Не столько от желания курить, сколько от смущения я достал сигареты и предложил Муху; он отказался. Я знал, что он очень воздержан, даже когда члены ватаги передавали друг дружке трубку с кифом[12], он всегда отказывался. Уставившись на клубы дыма, я думал о Мухе. Я снова представил себе, как он впервые появился в казарме в том же коричневом бурнусе, что носил в Тазге. Волосы у него тогда были острижены довольно коротко, теперь он отпустил их; все та же белая шерстяная феска, надетая набок, прикрывала его лоб, из-под четкой линии бровей блестели влажные глаза; движения его и голос ничуть не изменились. Во время разговора он по-прежнему вытягивал длинную шею вперед.
— О чем ты думаешь? — прервал он мои размышления.
— О тебе.
Он устремил на меня серьезный и такой пристальный взгляд, что я смутился.
— Ты поедешь в отпуск на праздник рождения пророка? — спросил я, чтоб уйти от немого вопроса в его глазах.
— Я как раз собирался тебе об этом сказать. Можешь заполнить за меня бланк?
Я был рад переменить разговор и охотно заполнил мятый белый листок, который Мух вынул из кармана. Он попросил не вписывать, куда именно он собирается.
— Ты, конечно, поедешь повидаться с женой? — отважился я спросить.

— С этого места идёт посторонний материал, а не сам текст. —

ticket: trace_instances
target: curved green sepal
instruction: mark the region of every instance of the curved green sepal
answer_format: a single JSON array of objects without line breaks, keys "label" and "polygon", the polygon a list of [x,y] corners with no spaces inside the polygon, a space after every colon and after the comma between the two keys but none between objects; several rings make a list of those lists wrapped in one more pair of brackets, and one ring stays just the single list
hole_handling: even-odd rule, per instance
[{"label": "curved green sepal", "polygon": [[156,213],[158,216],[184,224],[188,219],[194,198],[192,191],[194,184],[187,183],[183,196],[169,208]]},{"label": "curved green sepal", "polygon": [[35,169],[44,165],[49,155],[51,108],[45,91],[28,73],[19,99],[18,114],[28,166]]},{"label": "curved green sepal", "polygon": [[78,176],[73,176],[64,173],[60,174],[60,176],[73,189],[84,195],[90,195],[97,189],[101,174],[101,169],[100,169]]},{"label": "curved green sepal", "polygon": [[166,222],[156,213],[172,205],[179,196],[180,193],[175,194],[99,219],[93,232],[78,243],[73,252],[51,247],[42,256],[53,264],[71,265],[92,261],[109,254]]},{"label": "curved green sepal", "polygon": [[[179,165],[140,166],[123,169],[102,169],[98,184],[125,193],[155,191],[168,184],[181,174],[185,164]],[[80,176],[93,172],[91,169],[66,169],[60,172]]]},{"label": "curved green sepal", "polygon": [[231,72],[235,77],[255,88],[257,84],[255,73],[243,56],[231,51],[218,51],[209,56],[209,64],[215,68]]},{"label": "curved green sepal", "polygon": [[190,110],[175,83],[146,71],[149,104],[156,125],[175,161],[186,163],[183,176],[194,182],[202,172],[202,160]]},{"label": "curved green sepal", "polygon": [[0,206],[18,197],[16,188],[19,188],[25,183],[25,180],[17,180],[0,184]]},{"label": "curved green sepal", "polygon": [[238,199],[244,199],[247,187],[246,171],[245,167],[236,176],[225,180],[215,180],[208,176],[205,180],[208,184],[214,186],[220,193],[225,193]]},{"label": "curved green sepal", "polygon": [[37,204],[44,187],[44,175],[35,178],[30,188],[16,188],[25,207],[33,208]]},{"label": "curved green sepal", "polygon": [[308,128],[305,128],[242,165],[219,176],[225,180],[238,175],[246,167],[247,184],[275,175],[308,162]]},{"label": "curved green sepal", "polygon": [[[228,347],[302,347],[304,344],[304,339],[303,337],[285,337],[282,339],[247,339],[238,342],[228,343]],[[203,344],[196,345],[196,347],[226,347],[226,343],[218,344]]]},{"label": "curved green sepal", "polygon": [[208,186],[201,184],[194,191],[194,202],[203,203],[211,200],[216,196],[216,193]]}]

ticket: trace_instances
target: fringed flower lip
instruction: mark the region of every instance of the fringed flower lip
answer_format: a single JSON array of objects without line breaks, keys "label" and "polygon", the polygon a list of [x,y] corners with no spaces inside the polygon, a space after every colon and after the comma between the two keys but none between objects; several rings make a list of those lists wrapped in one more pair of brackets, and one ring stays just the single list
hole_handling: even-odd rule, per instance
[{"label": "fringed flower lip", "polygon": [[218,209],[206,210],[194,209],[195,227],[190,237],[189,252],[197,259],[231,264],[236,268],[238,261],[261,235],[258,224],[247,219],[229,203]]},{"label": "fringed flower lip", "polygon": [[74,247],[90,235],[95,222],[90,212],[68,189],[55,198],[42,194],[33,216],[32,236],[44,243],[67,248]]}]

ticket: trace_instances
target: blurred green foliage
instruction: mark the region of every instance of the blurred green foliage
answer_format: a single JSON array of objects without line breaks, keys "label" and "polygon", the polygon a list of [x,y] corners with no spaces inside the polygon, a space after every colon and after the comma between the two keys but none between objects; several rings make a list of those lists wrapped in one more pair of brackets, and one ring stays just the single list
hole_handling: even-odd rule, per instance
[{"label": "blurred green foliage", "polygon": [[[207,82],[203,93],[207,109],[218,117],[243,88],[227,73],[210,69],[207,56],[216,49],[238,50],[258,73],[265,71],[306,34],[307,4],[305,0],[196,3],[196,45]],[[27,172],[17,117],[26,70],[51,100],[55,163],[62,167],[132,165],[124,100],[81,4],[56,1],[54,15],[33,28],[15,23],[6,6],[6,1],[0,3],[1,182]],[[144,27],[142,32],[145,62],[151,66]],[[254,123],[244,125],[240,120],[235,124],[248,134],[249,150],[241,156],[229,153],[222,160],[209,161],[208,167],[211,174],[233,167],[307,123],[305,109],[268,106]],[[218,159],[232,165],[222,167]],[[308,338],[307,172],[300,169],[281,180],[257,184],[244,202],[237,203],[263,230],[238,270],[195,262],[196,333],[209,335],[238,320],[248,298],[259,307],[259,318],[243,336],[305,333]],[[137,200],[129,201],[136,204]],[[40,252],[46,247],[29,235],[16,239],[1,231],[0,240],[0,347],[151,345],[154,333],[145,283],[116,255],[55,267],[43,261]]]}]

— Может быть, — ответил он просто.
Накануне отъезда Муха Менаш вернулся домой только в четыре часа утра. Я убеждал его тоже съездить в Тазгу, надеясь, что воспоминания, а особенно присутствие Давды встряхнут его, он вырвется из-под влияния нашего пастуха и его окружения. Но Менаш не хотел ехать, быть может, он втайне предпочитал бесцветность теперешней жизни прежним страданиям. Отчаявшись убедить его разумными доводами, я прибег к последнему средству:
— Пожалуй, ты и прав. К кому тебе ехать? Мух — другое дело, он едет к жене.
Сначала он не поверил. Я передал ему весь свой разговор с пастухом. Глаза Менаша вспыхнули изумлением и злобой.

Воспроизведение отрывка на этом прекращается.